According to Heather MacRae, CEO of the
Ideas Foundation and a friend of Richard’s, “he introduces himself as a storyteller”. As incredulous as this seems, it’s about as close to an accurate description as you’ll ever get. You see, Richard is the only person to date who has been to space, both North and South Poles, and the
Challenger Deep, the deepest known point in the ocean. But Richard is not a passenger. The son of NASA astronaut, Owen Garriott and professional artist and naturalist, Helen Garriott, Richard is an active participant in the scientific aspects of all his expeditions, as well as documenting the experiences in photography and film. He then uses these and his own skills as a colourful raconteur to bring hidden worlds to life for others. In fact, he has layer after layer of purpose that together create skilful tales, threading the past, present and future together. And, in turn, these have different meanings for different people. Even his small recollections from events past are quite excellent…
"Alan Bean [NASA astronaut] knew that I’d been wanting to go to space my whole life, so he wrote me this very nice note: ‘Hey, Richard, I’m thrilled for you because you’re getting a chance to go to space. One, because I know you wanted this your whole life, and as improbable as it was to pull it off, you pulled it off! So, congratulations, I’m sure you’ll have a great time.’
He then followed up with, ‘It’s also really important that you and people like you are now going to have the chance to go travel in space. Your father and me, we were hired because we were military test pilots, or research scientists. But what we were not hired for is our ability to communicate.’”

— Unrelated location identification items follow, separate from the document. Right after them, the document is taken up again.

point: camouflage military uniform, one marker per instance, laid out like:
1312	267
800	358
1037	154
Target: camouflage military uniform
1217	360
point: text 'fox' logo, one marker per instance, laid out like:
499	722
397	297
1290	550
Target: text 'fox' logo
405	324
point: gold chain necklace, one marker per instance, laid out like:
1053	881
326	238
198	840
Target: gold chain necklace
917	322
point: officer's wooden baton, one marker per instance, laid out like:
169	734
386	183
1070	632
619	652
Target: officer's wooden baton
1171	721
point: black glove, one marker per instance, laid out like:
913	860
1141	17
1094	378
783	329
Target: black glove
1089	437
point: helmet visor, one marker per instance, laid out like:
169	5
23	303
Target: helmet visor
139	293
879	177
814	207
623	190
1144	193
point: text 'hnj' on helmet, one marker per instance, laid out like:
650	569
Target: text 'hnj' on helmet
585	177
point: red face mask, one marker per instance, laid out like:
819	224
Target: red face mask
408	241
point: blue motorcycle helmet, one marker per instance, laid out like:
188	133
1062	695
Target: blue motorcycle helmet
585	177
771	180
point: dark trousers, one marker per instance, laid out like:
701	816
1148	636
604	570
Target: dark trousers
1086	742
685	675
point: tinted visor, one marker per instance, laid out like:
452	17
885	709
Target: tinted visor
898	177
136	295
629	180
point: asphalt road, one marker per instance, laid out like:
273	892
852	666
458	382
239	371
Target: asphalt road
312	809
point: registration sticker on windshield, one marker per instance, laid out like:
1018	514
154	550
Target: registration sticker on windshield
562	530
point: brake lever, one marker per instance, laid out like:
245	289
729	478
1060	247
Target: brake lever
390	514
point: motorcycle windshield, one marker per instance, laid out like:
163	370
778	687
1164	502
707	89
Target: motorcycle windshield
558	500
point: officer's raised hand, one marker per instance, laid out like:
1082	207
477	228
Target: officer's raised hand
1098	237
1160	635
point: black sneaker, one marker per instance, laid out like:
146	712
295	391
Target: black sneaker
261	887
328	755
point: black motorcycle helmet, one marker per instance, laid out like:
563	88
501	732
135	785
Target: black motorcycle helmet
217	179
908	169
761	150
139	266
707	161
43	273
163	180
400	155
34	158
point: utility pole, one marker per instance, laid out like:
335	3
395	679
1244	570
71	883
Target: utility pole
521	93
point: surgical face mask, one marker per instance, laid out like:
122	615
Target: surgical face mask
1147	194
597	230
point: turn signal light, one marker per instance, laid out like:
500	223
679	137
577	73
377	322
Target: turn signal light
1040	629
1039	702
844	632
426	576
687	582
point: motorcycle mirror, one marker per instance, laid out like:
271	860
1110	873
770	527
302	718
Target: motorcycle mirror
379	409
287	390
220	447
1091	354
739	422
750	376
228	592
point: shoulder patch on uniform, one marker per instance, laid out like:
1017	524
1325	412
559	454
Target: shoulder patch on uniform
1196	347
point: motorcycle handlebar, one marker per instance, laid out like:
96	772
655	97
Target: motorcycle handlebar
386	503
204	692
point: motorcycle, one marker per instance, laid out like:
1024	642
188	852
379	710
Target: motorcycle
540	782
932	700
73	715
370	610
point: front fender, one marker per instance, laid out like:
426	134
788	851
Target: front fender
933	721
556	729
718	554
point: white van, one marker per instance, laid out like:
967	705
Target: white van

And this is what makes him the perfect person to beam into a room of impressionable students, as he frequently does through the Ideas Foundation, and share his experiences and world view. Despite his wealth and incredible catalogue of travels and tales, he feels familiar and chats like a friend, with the occasional British-isms breaking through his American accent, a giveaway of English family roots. It’s with this same easy sociability and generosity of time that he decided to make every minute of his trip to the deep count, by making short videos for young people and their families and reading out cinquains (five-line poems) that had been written by youngsters in homage to the trip, as part of a
competition with the National Association for Teaching of English. While down there, he also created a sub-aquatic gallery of work produced by students of the
Canon Young People Programme, (appropriately on the subject of plastics in the ocean) and used the opportunity to showcase the work of Black artists represented by
Disrupt Space. The submersible ended up being packed with the thoughts, ideas and creativity of the young. “We were in and out of the sub two or three times prior to the dive, so each time I would go in and take a little more stuff with me and figure out where is there another little pocket or place I can stash some stuff,” he laughs.